Lets say I set ksjhdfjshkfkjsdf.html as default document, and never tell anybody or link to it as such.

I mean an OUTSIDER.

jdMorgan

1:23 am on Aug 12, 2007 (gmt 0)

WebmasterWorld Senior Member 10+ Year Member



There are three primary ways the root document could be exposed:
  • An error in the order of execution of your external redirect and internal rewrite directives (mod_rewrite, mod_alias, DirectoryIndex, etc.); If any redirects *follow* the rewrites, then they can potentially expose the internally-rewritten addresses.
  • Errors in the way you handle 403, 404, and 410 errors, etc. I've seen this before, but unfortunately, I cannot remember the exact exposure mechanism.
  • A determined person (or a script) could perform a dictionary attack, requesting any and all possible URLs - A "fishing expedition." Assuming you didn't have measures in place to put a stop to that sort of thing and that you didn't notice all the bogus-URL requests, he/she/it might eventually be successful.

    However, since the root document should always be available by simply requesting "/" there's not much incentive for you to take exceptional measures to hide it, or for anyone else to try to find it... Unless you want to cloak the page, and the hypothetical attacker wants to find your cloaked page(s). However, a version of the "index.htm"-to-"/" redirect code posted above, modified to be sensitive to user-agent strings and/or requestor IP addresses, might come in handy in that case.

    Jim

  • jd01

    6:49 pm on Aug 12, 2007 (gmt 0)

    WebmasterWorld Senior Member 10+ Year Member



    By using the 301 Redirect with %{THE_REQUEST} the only way someone should be able to find the directory root (EG index.htm OR MyNewDirectoryIndex.html OR blah.php) is through a hack or an error.

    If they do find the document location (using a method noted above, by Jim), as soon as the document supplying information to the root is requested from the server, your server will send a header stating 'the document requested has been permanently relocated' the new location is http://www.example.com/.

    The requested document will not open for an 'external' (browser, search engine, text reader, etc.) request, but the information will be served from an 'internal' (your server opens the file and serves the information from index.htm OR MyNewDirectoryIndex.html OR blah.php to http://www.example.com/) request.

    Basically it should not matter if someone has the URL of the document supplying the information for the directory index... no one, except your server can open the document anyway. Any other attempt will be redirected to the new location.
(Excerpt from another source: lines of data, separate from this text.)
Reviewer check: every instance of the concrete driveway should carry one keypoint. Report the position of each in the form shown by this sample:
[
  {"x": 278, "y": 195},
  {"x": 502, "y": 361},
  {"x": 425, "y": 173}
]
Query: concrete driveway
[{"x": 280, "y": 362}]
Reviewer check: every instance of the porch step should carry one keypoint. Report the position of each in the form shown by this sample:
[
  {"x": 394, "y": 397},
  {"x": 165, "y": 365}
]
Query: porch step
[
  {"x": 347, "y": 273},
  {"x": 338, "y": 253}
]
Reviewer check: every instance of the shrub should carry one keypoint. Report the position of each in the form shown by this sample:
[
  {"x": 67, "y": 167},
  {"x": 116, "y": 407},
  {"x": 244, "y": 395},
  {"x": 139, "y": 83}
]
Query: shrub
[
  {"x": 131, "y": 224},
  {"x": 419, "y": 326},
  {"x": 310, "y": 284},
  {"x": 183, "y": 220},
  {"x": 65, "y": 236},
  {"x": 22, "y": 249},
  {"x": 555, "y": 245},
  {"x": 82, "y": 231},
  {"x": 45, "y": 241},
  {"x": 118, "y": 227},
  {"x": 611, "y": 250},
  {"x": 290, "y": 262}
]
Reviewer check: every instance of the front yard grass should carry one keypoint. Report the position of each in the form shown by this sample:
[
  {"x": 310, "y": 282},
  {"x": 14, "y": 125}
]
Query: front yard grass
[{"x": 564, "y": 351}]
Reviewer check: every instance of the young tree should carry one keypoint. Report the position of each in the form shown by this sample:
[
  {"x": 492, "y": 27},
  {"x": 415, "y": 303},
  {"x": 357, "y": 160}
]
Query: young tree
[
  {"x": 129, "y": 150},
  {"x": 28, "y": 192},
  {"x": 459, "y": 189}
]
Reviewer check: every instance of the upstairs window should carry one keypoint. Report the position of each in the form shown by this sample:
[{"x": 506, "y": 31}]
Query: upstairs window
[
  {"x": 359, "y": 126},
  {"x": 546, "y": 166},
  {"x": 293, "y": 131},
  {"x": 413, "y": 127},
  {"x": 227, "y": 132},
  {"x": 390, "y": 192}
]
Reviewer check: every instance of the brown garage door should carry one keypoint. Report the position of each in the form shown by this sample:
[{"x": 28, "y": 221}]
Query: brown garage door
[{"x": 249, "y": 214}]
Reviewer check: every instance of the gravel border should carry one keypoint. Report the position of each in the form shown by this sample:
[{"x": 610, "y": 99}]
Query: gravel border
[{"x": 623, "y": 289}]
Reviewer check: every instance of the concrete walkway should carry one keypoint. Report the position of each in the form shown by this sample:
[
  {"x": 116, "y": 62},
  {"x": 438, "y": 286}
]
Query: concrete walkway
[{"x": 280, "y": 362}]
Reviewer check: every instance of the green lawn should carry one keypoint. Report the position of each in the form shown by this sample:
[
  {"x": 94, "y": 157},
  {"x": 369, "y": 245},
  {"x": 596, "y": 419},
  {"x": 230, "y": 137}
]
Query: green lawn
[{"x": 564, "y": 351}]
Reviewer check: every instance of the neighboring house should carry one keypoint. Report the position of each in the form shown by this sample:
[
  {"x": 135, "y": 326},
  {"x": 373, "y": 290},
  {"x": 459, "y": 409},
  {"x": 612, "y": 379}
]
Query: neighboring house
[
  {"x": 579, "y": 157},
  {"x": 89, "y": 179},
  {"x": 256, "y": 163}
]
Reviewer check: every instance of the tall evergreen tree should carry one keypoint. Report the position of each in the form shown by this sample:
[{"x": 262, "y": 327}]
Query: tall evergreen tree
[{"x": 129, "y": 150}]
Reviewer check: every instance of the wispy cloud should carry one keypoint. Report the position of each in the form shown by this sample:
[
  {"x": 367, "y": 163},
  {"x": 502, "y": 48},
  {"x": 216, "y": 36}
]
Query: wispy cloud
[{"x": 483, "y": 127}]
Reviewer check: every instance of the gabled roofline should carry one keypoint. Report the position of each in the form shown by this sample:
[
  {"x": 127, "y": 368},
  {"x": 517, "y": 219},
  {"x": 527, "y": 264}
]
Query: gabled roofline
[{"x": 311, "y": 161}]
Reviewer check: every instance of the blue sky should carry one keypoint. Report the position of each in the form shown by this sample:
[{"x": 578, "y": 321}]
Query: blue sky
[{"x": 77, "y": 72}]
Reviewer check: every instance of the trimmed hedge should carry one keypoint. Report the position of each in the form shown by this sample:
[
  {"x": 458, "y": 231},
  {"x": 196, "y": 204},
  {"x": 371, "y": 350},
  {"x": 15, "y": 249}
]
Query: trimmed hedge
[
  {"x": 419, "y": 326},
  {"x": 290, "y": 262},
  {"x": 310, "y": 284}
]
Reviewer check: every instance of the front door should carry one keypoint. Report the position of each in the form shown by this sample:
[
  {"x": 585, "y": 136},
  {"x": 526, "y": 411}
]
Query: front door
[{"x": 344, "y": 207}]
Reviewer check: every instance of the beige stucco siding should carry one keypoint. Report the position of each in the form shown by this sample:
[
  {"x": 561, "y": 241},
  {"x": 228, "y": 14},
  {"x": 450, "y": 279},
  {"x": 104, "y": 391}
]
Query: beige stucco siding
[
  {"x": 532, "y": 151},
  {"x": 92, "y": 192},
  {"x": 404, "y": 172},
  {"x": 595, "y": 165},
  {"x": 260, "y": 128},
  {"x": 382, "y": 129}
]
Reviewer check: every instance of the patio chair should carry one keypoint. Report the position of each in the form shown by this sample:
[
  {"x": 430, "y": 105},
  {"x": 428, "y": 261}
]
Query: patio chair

This includes attempts via inbound links. (Link weight will be passed through one redirect, so you should get SE credit for your inbound links if your .htaccess is structured properly.)

    Justin

    grahame54

    6:48 pm on Aug 15, 2007 (gmt 0)

    10+ Year Member



    Jim

    Many thanks for your code snippet. After switching the RewriteEngine on it worked fine out of the box - which is just as well as my mod_rewrite and regex are (ahem) rusty.

    I notice that prior to the substitution, my site was showing as www.example.com/index.htm in Google's SERPS, but that after the substitution it is listed as www.example.com/ which I think lends weight to the view that Google has become confused about my homepage and has split my PR accordingly. Traffic and SERPS positions remain unaffacted however.

    Anyhow, I owe you a bucketful of beer.

    Thanks

    Graham

    g1smd

    7:07 pm on Aug 18, 2007 (gmt 0)

    WebmasterWorld Senior Member 10+ Year Member Top Contributors Of The Month



    I redirect index.(html?¦php¦asp¦cfm) to "/" for all folders and root, keeping any folder path information intact in the redirect.

    I then don't need to think about which index file filename needs redirecting on the current site. All index filenames get redirected on all sites.